Okay, let's deconstruct this a little, starting with the sandwich. I didn't necessarily berate my friend for her inability to pick a sandwich, I was pointing out the difference between the complexities in the two situations. I'm not sure why someone would struggle to pick a sandwich yet instantly decide what side of a complex international dispute to side with. The answer is likely that the sandwich has an immediate impact on her life, the Middle East, not so much. She chose 'Free Palestine' because it was expedient to do so.

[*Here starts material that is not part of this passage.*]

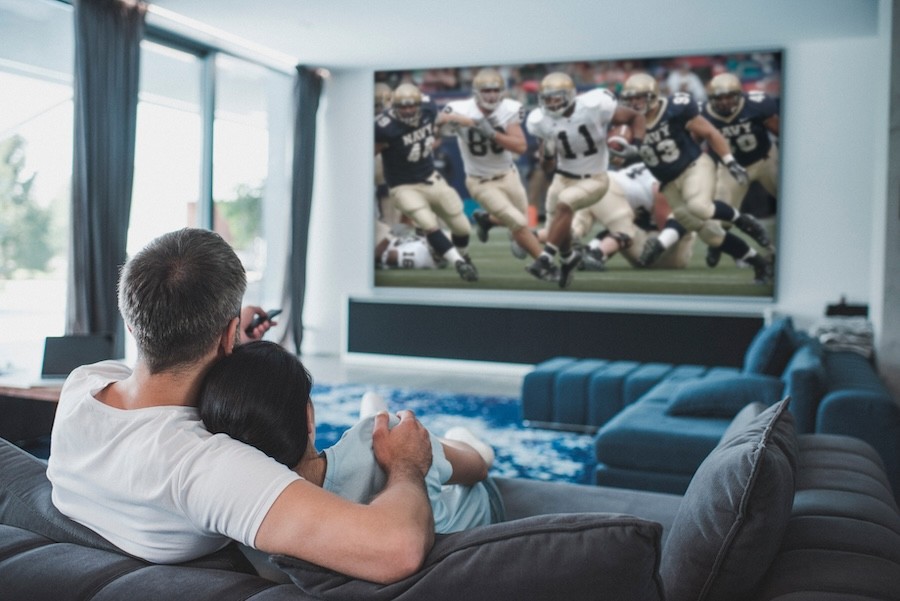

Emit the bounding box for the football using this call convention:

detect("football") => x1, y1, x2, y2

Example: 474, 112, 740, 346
606, 125, 633, 150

"It's complicated" isn't code for "I'm basically okay with what the Government is doing all these years" - you've conflated my views into something more simple than they are. It's complicated means simply that, it's complicated. I don't support the Israeli government's treatment of the Palestinian people, but likewise I don't support the Hamas regimes tendency to fire rockets at Israel.
Even this latter point is a complicated one to unpick. Does a nation state have a right to defend itself? I'd argue yes. Does it have a right to insist on separate living conditions for different parts of it's nation. I'd argue no. Should a Government continually enage in activity against a superior military force knowing full well the likely repercussions of doing so will largely fall upon the civiliain population? Isn't this how the Vietnam war was... lost? Won? Whichever.
The point here isn't that I don't agree with 'Free Palestine' - rather than, how do you intend to do so? Given than the Hamas charters seemingly commit themselves to the destruction of Israel and Hamas are democratically elected, what's your endgame? What do you intend to do about Jama'at Al-Tawhid Wal-Jihad and other hardline groups? And how do you overcome the cognitive dissonance that comes with being in a liberal democracy and supporting what is essentially a religious theocracy? That doesn't mean I'm siding with Israel either, their behaviours also require scrutiny and quesitoning. Their commitment to the peace process is questionable, particularly under their current PM and the involvement of the US has not helped very much either in recent years. I don't support the Israeli Government's treatment of the Palestinians any more than I support the Hamas regime firing rockets into Tel Aviv. That's not the point... 'Free Palestine' as a set of useless words doesn't answer the question.
This isn't a 'hard pass', it's a declaration that the complexities of resolving this problem have outweighed my capacity to understand the multi-faceted nature of the issues being presented. If you've done the work. If the conclusion you've come to over many years of careful study is 'Free Palestine' - how do you envisage that playing out?